RFC: Controllable task properties

yankovs commented 2 years ago

Buckle up, it's a long one! I'd like to suggest the use of a "properties" payload (or a Karton Task's class member) with some common properties one can define for a task in karton.
This properties payload is currently used in Checkpoint research in our production kartons and mwdb. We think it will be wise to use it across CERTPL's existing kartons.

*Note that we will use Payload as an implementation example, but it can also be anything else.

The idea

Encourage users to add a payload (if part of karton itself, than a dictionary item in KartonTask will be better) called properties to their tasks. These properties will instruct several Kartons (developed by CERT.PL) how to treat the task or payloads inside it. The properties we found useful are the following:

volatile: boolean, defaults to false
emulate: boolean, defaults to true
force_analyze: boolean, defaults to false
force_emulate: boolean, defaults to false

Usage

I think the best way to show why it might be a good idea is from examples of actual, running kartons.

volatile

The main usage of the volatile property is to instruct kartons to treat the sample of the task as volatile, meaning there's no need to report it to external databases (e.g MWDB, MISP). An easy implementation in karton-mwdb-reporter that will prevent the karotn from report a file to MWDB will look like this:

def process(self, task):
        # Checking if task is volatile.
        if task.has_payload("properties"):
            if task.get_payload("properties").get("volatile") == True:
                self.log.info("Task is volatile. Finishing here.")
                return
        ...

This way, samples won't be reported to MWDB in presence of a positive volatile property; either because it is some auxiliary sample made for testing, or a sample not interesting enough to have uploaded to the database. Consequently, another simple yet nice use of the volatile property is to create some internal testing/utility producers to be used by developers/analysts/researchers etc.
For instance, let's take a look at tester-producer.py:

import os, sys
from karton.core import Producer, Resource, Task

producer = Producer()

filename = sys.argv[1]
with open(filename, "rb") as f:
    content = f.read()

resource = Resource(os.path.basename(filename), content)
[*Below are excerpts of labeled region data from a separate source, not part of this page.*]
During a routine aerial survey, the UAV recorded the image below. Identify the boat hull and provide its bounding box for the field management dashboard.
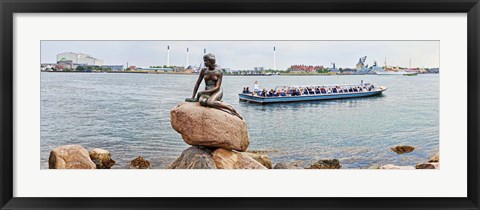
[238,87,386,104]
[376,72,417,76]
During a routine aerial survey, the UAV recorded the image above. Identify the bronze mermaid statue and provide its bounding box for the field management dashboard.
[185,53,243,120]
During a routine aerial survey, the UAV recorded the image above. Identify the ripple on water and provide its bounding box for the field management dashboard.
[40,73,439,169]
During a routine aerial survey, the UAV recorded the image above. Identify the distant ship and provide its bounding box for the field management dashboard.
[372,61,417,76]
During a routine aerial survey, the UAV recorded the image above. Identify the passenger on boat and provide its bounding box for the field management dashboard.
[260,88,267,97]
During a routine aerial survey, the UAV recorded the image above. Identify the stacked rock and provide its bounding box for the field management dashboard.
[168,102,266,169]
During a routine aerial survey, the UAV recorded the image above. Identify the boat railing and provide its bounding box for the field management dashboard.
[246,83,383,97]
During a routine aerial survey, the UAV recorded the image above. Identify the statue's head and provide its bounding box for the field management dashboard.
[203,53,215,66]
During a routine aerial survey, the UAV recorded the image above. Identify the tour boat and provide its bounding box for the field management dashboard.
[238,83,387,104]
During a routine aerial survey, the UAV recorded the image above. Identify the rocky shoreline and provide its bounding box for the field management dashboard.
[48,102,440,169]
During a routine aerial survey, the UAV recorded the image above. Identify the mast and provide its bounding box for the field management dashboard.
[273,46,277,70]
[167,45,170,67]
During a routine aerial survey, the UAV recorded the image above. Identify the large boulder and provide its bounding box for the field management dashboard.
[48,145,96,169]
[170,102,250,152]
[306,159,342,169]
[167,146,217,169]
[89,148,115,169]
[242,152,272,169]
[428,152,440,163]
[212,148,267,169]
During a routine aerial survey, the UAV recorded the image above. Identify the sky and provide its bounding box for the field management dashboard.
[41,41,440,70]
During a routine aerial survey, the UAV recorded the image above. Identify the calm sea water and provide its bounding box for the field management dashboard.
[41,73,439,169]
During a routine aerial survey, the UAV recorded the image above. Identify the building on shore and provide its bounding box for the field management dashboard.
[253,67,265,71]
[100,65,123,71]
[288,64,325,73]
[57,52,103,66]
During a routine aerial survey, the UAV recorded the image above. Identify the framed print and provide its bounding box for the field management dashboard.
[0,0,479,209]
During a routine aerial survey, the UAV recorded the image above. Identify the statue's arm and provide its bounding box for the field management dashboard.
[192,68,205,98]
[203,71,223,93]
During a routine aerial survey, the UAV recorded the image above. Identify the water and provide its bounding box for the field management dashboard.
[41,73,439,169]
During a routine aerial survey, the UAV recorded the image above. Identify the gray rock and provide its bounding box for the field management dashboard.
[306,159,342,169]
[89,148,115,169]
[390,146,415,155]
[48,145,96,169]
[130,156,150,169]
[167,146,217,169]
[379,164,415,170]
[273,161,303,169]
[212,148,267,169]
[242,152,272,169]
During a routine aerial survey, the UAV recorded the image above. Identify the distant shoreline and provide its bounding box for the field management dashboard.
[42,71,439,77]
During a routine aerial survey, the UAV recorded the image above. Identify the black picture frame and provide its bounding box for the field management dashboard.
[0,0,480,209]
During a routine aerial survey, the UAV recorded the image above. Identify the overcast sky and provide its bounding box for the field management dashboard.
[41,41,440,69]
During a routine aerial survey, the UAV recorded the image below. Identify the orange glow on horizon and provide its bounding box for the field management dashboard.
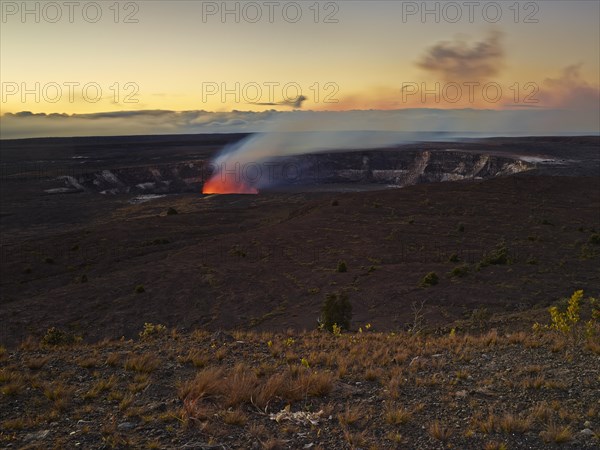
[202,174,258,194]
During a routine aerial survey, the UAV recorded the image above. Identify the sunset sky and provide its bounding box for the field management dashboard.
[0,1,600,137]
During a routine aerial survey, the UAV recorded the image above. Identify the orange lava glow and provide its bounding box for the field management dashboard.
[202,174,258,194]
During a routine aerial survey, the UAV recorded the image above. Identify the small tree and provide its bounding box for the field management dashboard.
[320,292,352,331]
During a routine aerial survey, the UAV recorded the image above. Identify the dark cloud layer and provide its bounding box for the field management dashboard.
[417,32,504,82]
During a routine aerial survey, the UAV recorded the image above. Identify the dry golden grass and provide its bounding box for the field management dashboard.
[338,405,365,426]
[540,422,573,444]
[498,413,531,433]
[427,420,452,442]
[25,356,50,370]
[384,404,412,425]
[123,353,160,373]
[179,367,226,400]
[223,408,248,427]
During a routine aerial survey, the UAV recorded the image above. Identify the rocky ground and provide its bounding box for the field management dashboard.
[0,324,600,449]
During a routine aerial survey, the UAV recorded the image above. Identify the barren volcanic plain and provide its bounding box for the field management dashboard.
[0,135,600,346]
[0,135,600,450]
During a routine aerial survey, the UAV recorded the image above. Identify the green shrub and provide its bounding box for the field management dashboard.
[140,322,167,339]
[319,292,352,332]
[420,272,440,287]
[480,242,512,267]
[40,327,81,345]
[448,253,460,262]
[450,264,469,278]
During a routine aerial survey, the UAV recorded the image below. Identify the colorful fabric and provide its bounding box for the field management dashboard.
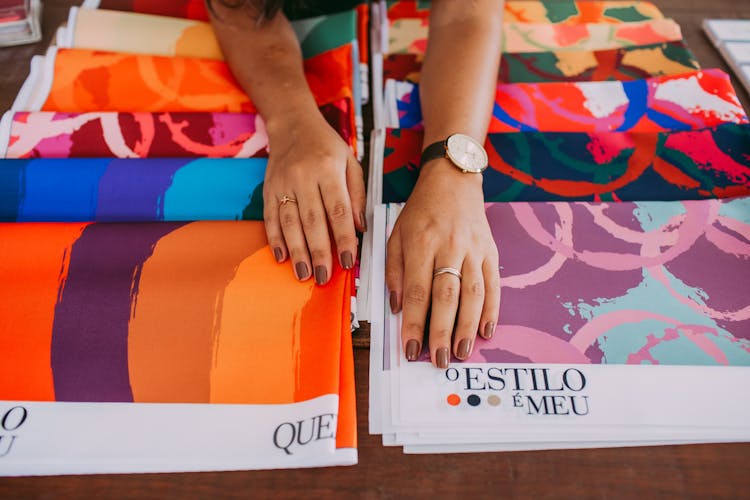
[383,41,700,83]
[0,99,353,158]
[387,0,664,24]
[383,124,750,203]
[387,19,682,54]
[66,9,357,60]
[390,198,750,366]
[0,222,356,468]
[30,45,354,128]
[385,69,748,132]
[0,158,267,222]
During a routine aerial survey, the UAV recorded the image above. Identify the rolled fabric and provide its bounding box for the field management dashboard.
[383,41,700,83]
[0,158,267,222]
[385,69,748,133]
[382,124,750,203]
[0,99,354,158]
[387,18,682,54]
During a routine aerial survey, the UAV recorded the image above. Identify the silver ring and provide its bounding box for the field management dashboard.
[432,267,463,280]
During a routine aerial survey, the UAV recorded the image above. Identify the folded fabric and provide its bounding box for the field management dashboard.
[386,0,664,24]
[58,7,357,60]
[0,158,267,222]
[0,99,353,158]
[383,124,750,203]
[385,69,748,133]
[0,222,356,475]
[383,41,700,83]
[387,19,682,54]
[13,45,353,113]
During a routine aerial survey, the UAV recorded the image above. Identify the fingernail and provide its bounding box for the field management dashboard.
[406,339,419,361]
[341,250,354,269]
[456,339,471,361]
[435,347,450,368]
[294,262,310,280]
[390,292,398,314]
[315,266,328,285]
[484,321,495,340]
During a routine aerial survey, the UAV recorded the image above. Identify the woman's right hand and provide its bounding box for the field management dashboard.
[263,109,366,285]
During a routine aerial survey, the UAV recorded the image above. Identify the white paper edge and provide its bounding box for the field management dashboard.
[368,205,386,434]
[10,56,44,111]
[0,111,16,158]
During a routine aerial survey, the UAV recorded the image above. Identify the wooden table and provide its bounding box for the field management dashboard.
[0,0,750,500]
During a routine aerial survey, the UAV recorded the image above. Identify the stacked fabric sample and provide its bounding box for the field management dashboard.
[368,0,750,453]
[0,1,362,475]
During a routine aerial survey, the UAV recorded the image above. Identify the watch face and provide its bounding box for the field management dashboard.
[446,134,494,172]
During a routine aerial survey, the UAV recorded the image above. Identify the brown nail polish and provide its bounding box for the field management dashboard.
[456,339,471,361]
[341,250,354,269]
[406,339,419,361]
[315,266,328,285]
[390,292,398,314]
[435,347,450,368]
[484,321,495,340]
[294,262,310,280]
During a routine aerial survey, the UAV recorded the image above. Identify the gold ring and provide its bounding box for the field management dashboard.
[432,267,463,280]
[279,195,297,206]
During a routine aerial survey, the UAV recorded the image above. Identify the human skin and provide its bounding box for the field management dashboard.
[211,0,503,368]
[386,0,503,368]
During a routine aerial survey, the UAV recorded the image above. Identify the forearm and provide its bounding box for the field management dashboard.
[420,0,503,146]
[211,2,317,140]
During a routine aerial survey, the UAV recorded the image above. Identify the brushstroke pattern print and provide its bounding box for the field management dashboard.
[387,19,682,54]
[0,99,354,158]
[383,124,750,203]
[0,158,267,222]
[0,222,351,404]
[383,41,700,83]
[39,45,354,115]
[71,9,357,61]
[386,69,748,133]
[386,0,664,24]
[412,198,750,366]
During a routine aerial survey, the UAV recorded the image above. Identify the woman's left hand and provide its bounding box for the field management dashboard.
[386,159,500,368]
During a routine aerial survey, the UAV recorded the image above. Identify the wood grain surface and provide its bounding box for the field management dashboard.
[0,0,750,500]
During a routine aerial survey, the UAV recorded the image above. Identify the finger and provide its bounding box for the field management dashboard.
[263,186,288,262]
[385,223,404,314]
[479,253,500,339]
[453,257,484,360]
[430,255,462,368]
[346,156,367,233]
[278,195,310,281]
[320,174,357,269]
[298,185,331,285]
[401,236,434,361]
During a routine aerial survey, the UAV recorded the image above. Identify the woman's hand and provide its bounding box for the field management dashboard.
[386,159,500,368]
[263,109,365,285]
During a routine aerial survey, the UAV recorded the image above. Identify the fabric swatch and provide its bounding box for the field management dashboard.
[383,41,700,83]
[382,124,750,203]
[385,69,748,132]
[0,158,267,222]
[386,0,664,24]
[387,19,682,54]
[0,99,354,158]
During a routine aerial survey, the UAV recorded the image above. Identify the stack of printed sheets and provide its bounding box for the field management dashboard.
[368,1,750,453]
[0,1,366,475]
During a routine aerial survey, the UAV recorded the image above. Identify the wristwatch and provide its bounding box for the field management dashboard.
[419,134,487,174]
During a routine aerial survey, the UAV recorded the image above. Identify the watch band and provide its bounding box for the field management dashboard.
[419,141,447,168]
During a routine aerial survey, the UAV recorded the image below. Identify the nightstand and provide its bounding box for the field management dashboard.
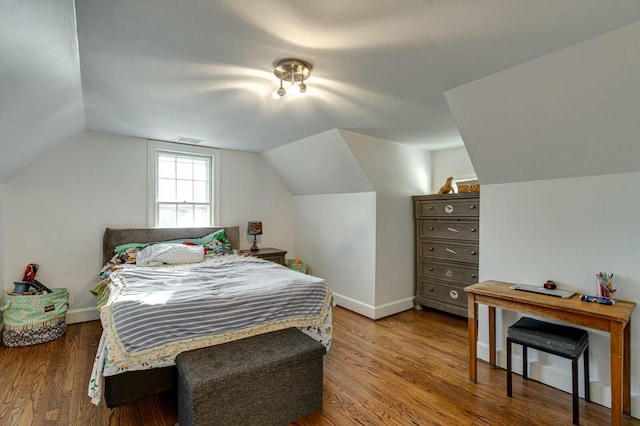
[243,247,287,265]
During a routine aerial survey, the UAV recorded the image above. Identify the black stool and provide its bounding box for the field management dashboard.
[507,318,589,425]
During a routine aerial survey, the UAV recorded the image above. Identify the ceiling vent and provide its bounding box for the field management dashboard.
[175,136,204,145]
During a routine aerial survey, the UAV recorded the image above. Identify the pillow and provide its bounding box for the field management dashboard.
[136,243,204,266]
[114,243,153,263]
[203,229,233,256]
[115,229,231,263]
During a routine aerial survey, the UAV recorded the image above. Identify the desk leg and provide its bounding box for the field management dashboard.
[489,306,497,368]
[610,321,624,426]
[622,320,631,416]
[467,293,478,383]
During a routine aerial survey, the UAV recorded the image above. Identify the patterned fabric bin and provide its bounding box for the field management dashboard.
[284,259,307,274]
[0,288,69,346]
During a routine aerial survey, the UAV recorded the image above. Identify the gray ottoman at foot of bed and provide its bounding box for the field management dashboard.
[176,328,325,426]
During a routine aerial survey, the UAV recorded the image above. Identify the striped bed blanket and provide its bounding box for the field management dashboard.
[89,255,331,404]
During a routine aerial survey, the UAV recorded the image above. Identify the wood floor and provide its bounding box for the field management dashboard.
[0,308,640,426]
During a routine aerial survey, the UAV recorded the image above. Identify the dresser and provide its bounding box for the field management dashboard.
[413,192,480,317]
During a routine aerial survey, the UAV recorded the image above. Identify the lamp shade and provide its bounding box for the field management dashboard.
[247,222,262,235]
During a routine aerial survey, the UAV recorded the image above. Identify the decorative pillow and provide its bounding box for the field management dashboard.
[136,243,204,266]
[115,243,154,263]
[203,229,232,256]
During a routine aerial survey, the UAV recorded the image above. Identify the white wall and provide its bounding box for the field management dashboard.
[340,130,431,318]
[216,150,294,251]
[3,132,293,322]
[445,22,640,185]
[262,129,373,195]
[0,183,4,330]
[0,0,86,182]
[429,146,482,190]
[478,173,640,417]
[293,192,376,317]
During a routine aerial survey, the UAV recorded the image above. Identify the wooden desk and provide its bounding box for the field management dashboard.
[465,281,636,425]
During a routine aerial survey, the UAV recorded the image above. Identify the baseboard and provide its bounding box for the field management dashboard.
[374,296,413,319]
[333,293,413,320]
[66,308,100,324]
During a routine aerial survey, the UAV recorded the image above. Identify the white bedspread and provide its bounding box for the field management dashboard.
[89,255,331,404]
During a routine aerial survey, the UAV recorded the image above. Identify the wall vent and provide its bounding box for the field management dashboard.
[175,136,204,145]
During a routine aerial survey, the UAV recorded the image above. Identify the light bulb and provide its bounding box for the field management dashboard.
[289,84,300,96]
[271,80,287,99]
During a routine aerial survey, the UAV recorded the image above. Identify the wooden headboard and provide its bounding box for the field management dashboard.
[100,226,240,266]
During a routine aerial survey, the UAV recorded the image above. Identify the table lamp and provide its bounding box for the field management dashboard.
[247,222,262,251]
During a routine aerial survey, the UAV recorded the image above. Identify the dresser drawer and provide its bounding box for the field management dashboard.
[416,219,480,242]
[418,258,478,285]
[415,198,480,218]
[418,240,478,265]
[420,280,467,311]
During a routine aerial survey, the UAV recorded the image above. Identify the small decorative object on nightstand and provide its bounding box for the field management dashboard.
[251,247,287,265]
[247,222,262,251]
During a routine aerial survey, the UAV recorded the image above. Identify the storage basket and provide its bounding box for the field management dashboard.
[0,288,69,346]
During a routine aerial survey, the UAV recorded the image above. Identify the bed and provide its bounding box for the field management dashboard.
[89,227,331,407]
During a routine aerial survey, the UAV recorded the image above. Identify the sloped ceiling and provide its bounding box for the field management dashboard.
[262,129,374,195]
[446,23,640,184]
[0,0,640,182]
[0,1,86,182]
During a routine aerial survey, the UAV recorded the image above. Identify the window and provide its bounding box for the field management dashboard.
[149,141,217,228]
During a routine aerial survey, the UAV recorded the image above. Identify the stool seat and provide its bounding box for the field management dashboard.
[507,317,590,424]
[507,317,589,358]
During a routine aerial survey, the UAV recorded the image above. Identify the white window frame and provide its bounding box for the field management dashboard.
[147,140,221,228]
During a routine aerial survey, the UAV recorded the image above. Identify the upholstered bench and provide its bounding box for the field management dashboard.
[176,328,326,426]
[507,317,590,425]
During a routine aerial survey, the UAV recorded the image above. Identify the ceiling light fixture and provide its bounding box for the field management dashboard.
[272,58,313,99]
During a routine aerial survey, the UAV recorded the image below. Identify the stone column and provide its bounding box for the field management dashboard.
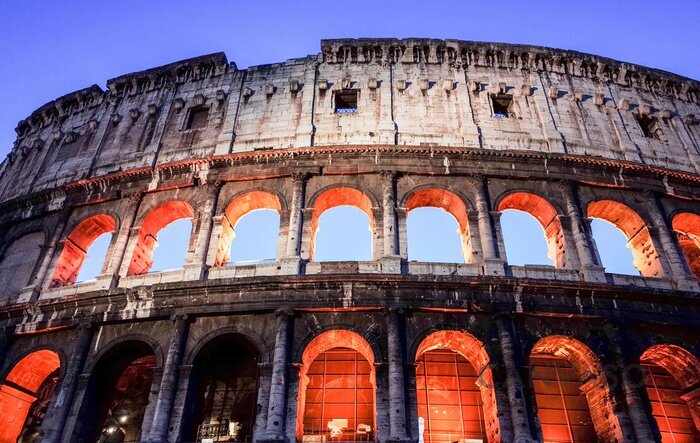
[560,181,606,282]
[380,171,401,274]
[645,191,698,291]
[185,182,223,280]
[98,192,143,288]
[41,322,94,443]
[386,309,408,443]
[146,314,190,443]
[496,318,534,443]
[281,172,309,274]
[603,323,655,441]
[258,310,293,442]
[472,176,505,275]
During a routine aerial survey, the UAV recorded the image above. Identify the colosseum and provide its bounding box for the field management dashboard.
[0,39,700,443]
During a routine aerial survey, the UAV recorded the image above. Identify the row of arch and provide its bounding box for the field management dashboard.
[21,187,700,287]
[0,329,700,443]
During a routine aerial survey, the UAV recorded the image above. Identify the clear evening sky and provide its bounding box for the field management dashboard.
[0,0,700,280]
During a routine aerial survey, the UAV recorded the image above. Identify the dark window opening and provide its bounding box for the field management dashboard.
[187,106,209,129]
[335,89,357,114]
[634,115,662,140]
[491,94,514,118]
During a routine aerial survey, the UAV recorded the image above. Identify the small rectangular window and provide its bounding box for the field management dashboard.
[634,114,661,140]
[186,106,209,129]
[335,89,357,114]
[491,93,513,118]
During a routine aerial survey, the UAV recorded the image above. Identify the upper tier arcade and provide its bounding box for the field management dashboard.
[0,39,700,201]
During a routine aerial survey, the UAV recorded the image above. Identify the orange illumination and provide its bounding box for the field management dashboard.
[0,350,60,442]
[406,188,472,263]
[50,214,116,288]
[214,191,282,266]
[128,201,194,275]
[498,192,566,268]
[416,331,500,443]
[297,330,376,441]
[640,345,700,442]
[588,200,664,277]
[530,336,622,442]
[310,187,375,259]
[672,212,700,278]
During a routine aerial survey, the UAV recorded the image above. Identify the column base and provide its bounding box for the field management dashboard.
[580,265,608,283]
[481,258,506,276]
[379,255,402,274]
[277,256,302,275]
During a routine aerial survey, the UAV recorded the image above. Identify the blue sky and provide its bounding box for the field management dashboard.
[0,0,700,278]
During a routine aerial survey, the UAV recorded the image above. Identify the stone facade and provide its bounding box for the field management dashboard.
[0,39,700,442]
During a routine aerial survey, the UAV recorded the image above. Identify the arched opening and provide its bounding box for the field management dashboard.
[530,336,622,443]
[0,232,44,304]
[671,212,700,279]
[406,189,473,263]
[0,349,61,443]
[74,340,157,442]
[186,334,260,442]
[498,192,567,268]
[416,331,501,443]
[50,214,116,288]
[640,345,700,443]
[310,187,376,261]
[128,201,194,275]
[297,330,376,441]
[588,200,664,277]
[214,191,282,266]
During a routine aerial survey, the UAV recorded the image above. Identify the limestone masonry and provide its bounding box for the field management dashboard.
[0,39,700,443]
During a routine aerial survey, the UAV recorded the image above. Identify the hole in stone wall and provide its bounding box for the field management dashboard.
[501,209,554,266]
[335,89,358,114]
[406,207,464,263]
[229,209,280,265]
[491,93,514,118]
[186,106,209,129]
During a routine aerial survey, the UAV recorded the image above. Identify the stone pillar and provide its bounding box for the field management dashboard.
[561,181,606,282]
[603,323,655,441]
[98,192,143,288]
[645,191,698,291]
[185,182,222,280]
[17,209,70,303]
[472,176,505,275]
[381,171,401,274]
[496,318,534,443]
[386,309,409,443]
[146,314,190,443]
[280,172,309,274]
[258,310,293,442]
[41,322,94,443]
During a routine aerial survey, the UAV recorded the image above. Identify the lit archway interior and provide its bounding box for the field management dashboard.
[672,212,700,279]
[309,187,376,260]
[530,336,622,443]
[498,192,567,268]
[588,200,664,277]
[50,214,116,288]
[75,341,157,442]
[128,201,194,275]
[406,188,474,263]
[297,330,376,441]
[0,232,45,302]
[214,191,282,266]
[0,350,61,442]
[640,345,700,443]
[416,331,500,443]
[188,334,260,442]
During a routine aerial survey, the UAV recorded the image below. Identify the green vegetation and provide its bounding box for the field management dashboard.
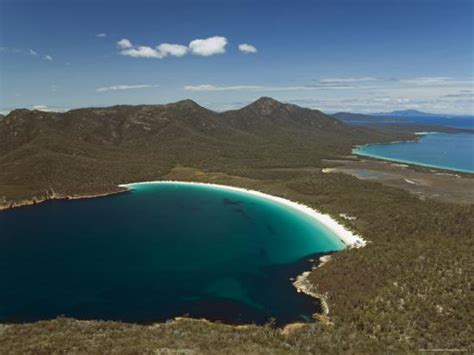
[0,99,474,354]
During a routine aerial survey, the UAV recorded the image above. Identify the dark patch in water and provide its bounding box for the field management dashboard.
[0,188,342,325]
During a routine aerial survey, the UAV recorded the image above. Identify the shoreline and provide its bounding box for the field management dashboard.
[0,180,367,319]
[352,131,474,174]
[352,149,474,175]
[118,180,367,248]
[0,190,128,212]
[119,180,367,318]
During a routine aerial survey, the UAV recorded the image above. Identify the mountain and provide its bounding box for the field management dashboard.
[0,98,408,206]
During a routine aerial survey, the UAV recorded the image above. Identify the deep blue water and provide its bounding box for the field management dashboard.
[354,133,474,173]
[0,184,343,324]
[386,116,474,129]
[345,116,474,129]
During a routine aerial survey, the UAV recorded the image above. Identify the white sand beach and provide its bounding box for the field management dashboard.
[119,180,367,248]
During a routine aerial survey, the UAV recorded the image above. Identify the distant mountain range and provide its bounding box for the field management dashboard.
[0,97,411,206]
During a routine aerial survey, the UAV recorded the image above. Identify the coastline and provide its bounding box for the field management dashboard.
[118,180,367,248]
[0,190,128,212]
[352,148,474,174]
[0,180,367,319]
[352,131,474,174]
[118,180,367,318]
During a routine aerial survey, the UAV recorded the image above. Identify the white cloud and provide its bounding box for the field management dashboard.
[156,43,188,57]
[120,46,165,59]
[96,84,158,92]
[319,76,377,85]
[189,36,227,57]
[117,38,188,59]
[184,84,263,91]
[184,84,368,92]
[117,38,133,49]
[239,43,257,53]
[400,76,473,86]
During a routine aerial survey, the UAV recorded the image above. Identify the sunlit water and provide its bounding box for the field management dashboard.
[0,183,343,324]
[354,133,474,173]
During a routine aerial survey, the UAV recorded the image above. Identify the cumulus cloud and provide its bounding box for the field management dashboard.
[117,36,230,59]
[400,76,460,85]
[184,84,263,91]
[96,84,158,92]
[157,43,188,57]
[184,84,366,92]
[117,38,133,49]
[189,36,227,57]
[319,76,377,85]
[239,43,257,53]
[117,38,188,59]
[120,46,165,59]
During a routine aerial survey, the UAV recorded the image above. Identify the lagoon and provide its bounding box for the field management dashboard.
[0,182,345,324]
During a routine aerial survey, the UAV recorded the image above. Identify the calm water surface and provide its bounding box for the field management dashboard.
[0,183,343,324]
[355,133,474,173]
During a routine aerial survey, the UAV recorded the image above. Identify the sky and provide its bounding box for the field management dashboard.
[0,0,474,115]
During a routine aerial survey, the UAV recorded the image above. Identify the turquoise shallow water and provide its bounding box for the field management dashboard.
[0,183,344,324]
[354,133,474,173]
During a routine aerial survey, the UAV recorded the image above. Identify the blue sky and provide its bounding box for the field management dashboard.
[0,0,474,114]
task = Task({"type": "sample", "kind": "raw"})
task.add_payload("sample", resource)
task.add_payload("properties", {"volatile": True})

producer.send_task(task)

It can help locally test staging or even production environments without the need to store the files in a datbase (MWDB), and still get the whole flow of the system. It can also be used to quickly analyze a file without having it show up in MWDB and sandboxed -- that's what the emulate keyword is for.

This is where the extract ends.